Aqui, ali, a outro sítio qualquer - tanto me fazia. Nunca me assustou ter de fazer tantos quilómetros para te ver. Nunca me custou esforçar-me por ti - e custava-me ainda menos quando achava que valia a pena, que seria notada.
Vinhas-me buscar e eu sentava-me ao teu lado: o meu novo regresso a casa. Levavas-me a um sítio especial, a um sítio banal, a um sítio mais ou menos - ou a nenhum sítio, de todo. Levavas-me onde quisesses e, acredita, eu iria estar bem só por estar ao teu lado. Talvez te ouvisse cantar músicas tolas, talvez oscilássemos entre silêncios confortáveis e gargalhadas sobre vídeos parvos que viste no youtube. Não queria saber realmente disso.
Ter-te-ia levado os chocolates - os meus preferidos. Ter-te-ia levado os chocolates porque queria partilhá-los contigo num momento que tivesse tanto de curriqueiro quanto de extraordinário: talvez tenha um quê de romântica que escondo à força toda. Talvez seja ele que me mata. Quem sabe?
Imaginei-me feliz.
Imaginei que vestiria uma roupa bonita que me fizesse sentir mais cinderela e menos gata borralheira. Imaginei o prazer de estar ao teu lado sem os minutos contados, sem tempo a acelerar só para nos chatear, só para nos devolver a uma realidade onde não me é possível perder no teu abraço, onde o teu cheiro não se entranha na minha roupa e eu não me sinto tão calma, tão serena, tão bem - o mais próximo que tenho tido da felicidade.

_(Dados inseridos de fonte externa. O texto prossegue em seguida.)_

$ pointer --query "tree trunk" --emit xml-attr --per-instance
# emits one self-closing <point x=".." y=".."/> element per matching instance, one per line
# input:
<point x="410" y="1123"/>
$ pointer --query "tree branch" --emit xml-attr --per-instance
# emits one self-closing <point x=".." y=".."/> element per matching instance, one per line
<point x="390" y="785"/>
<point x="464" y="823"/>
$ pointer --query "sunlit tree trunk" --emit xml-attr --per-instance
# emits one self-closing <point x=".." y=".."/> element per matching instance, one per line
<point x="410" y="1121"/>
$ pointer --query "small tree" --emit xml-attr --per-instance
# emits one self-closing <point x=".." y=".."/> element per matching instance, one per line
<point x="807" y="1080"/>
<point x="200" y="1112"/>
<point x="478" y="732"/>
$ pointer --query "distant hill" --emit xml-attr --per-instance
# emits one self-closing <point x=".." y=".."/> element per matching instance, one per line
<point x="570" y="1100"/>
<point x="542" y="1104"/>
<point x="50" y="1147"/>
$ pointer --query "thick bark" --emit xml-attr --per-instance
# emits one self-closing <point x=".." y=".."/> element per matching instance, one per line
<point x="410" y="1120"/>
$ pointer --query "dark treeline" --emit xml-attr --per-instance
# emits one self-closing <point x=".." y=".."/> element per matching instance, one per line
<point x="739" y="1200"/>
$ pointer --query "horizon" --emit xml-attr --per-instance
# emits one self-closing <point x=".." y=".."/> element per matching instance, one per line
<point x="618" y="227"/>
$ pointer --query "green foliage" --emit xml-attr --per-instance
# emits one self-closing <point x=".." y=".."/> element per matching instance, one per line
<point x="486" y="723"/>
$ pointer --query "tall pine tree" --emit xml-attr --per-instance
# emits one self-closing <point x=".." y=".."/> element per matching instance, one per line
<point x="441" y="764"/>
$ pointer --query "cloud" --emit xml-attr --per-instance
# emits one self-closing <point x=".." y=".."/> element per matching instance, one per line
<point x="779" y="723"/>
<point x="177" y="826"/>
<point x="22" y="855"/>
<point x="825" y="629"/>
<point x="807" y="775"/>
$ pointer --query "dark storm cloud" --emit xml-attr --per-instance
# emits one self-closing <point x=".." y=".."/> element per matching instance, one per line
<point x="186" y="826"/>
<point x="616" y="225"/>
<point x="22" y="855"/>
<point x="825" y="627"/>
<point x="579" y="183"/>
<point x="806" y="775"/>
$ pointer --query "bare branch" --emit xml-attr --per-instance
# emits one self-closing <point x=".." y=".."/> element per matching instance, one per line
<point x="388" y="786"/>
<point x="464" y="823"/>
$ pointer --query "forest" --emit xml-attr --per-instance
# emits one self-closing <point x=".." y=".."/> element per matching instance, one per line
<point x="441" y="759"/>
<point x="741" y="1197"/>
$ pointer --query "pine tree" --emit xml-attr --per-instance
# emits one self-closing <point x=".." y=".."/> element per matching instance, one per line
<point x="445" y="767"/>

Vinhas-me buscar, mas não vieste.
O teu tempo, tão escasso para mim, alarga-se em todas as outras direções certificando-se de que nunca me atinge. O teu tempo não me serve porque nada do que eu faça me torna suficientemente valiosa para que o gastes comigo: perdoo tudo, menos mentiras.
Foi como se um golpe no peito me tivesse deixado sem fôlego: nunca vou conseguir entender o que tenho de tão errado para que passem a vida a fazer-me mal - por mais complicada que eu seja, fui sempre o mais querida que conseguia, fiz sempre tudo para que visses impresso nos meus gestos o quanto significavas para mim, e o que ganhei em troca foi uma mentira.

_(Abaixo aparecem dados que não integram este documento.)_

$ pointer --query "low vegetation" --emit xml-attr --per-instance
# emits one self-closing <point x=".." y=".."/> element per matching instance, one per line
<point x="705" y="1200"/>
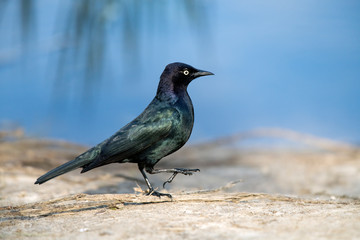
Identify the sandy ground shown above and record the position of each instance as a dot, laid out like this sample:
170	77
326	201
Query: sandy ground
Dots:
309	190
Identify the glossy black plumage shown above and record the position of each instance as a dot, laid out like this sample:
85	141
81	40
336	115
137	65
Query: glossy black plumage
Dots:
161	129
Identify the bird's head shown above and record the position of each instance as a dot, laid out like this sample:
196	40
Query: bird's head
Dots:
176	77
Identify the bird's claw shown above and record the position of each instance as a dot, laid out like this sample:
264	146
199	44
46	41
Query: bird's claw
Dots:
184	171
158	194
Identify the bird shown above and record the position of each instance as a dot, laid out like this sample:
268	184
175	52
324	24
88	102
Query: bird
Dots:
161	129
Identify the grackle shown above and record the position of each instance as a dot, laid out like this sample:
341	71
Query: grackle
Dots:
161	129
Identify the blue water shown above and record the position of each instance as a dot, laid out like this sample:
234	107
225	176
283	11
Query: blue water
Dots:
288	64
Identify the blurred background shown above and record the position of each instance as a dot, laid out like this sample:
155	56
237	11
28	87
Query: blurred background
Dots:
80	70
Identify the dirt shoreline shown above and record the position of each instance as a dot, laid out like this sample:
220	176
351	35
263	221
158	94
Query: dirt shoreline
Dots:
240	193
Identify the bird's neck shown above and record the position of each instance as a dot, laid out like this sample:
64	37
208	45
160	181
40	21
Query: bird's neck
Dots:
168	92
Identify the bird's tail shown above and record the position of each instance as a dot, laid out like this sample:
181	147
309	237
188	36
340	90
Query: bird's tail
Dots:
81	161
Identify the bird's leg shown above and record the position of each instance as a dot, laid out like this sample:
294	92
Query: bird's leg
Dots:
174	171
151	189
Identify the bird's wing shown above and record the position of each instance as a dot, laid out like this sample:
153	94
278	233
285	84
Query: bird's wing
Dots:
136	137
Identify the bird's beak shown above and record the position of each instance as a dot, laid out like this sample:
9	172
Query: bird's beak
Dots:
201	73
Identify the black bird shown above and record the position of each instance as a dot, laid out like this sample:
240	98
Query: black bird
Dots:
161	129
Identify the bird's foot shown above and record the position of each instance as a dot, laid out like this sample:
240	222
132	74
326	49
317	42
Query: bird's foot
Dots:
158	194
184	171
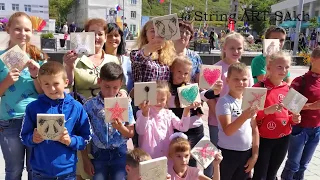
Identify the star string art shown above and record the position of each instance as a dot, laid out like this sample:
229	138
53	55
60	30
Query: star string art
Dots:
205	150
116	112
257	98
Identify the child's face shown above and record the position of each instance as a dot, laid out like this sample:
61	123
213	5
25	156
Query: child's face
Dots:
278	68
181	73
109	88
150	32
280	36
100	35
133	173
162	98
238	81
233	49
113	39
181	159
20	31
53	85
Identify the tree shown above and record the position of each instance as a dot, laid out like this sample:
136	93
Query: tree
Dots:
59	9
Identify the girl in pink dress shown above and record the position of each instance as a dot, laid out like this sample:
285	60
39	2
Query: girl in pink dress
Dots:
179	154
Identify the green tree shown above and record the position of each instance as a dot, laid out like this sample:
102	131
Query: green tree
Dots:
59	9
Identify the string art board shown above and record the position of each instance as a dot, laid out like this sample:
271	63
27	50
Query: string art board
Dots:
83	43
167	27
154	169
189	94
254	96
209	74
116	108
294	101
270	46
50	126
204	152
15	58
145	91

Há diferenças entre um não quero e um não posso - a principal diferença estava em não me fazeres acreditar que havia um motivo válido para adiares algo que, para mim, era importante. Podia até ficar triste, mas poupavas-me à humilhação. Ao quanto me custa saber que me mentiste. Ao quanto me dói ter de assumir que, afinal, sou insignificante também para ti - só sirvo para quando não tens nada melhor para fazer.
[chegam sempre à minha vida a perguntar-me como que raio alguém fica tão inseguro a este ponto... e saem sempre da minha vida a dar-me motivos para ser ainda mais insegura.]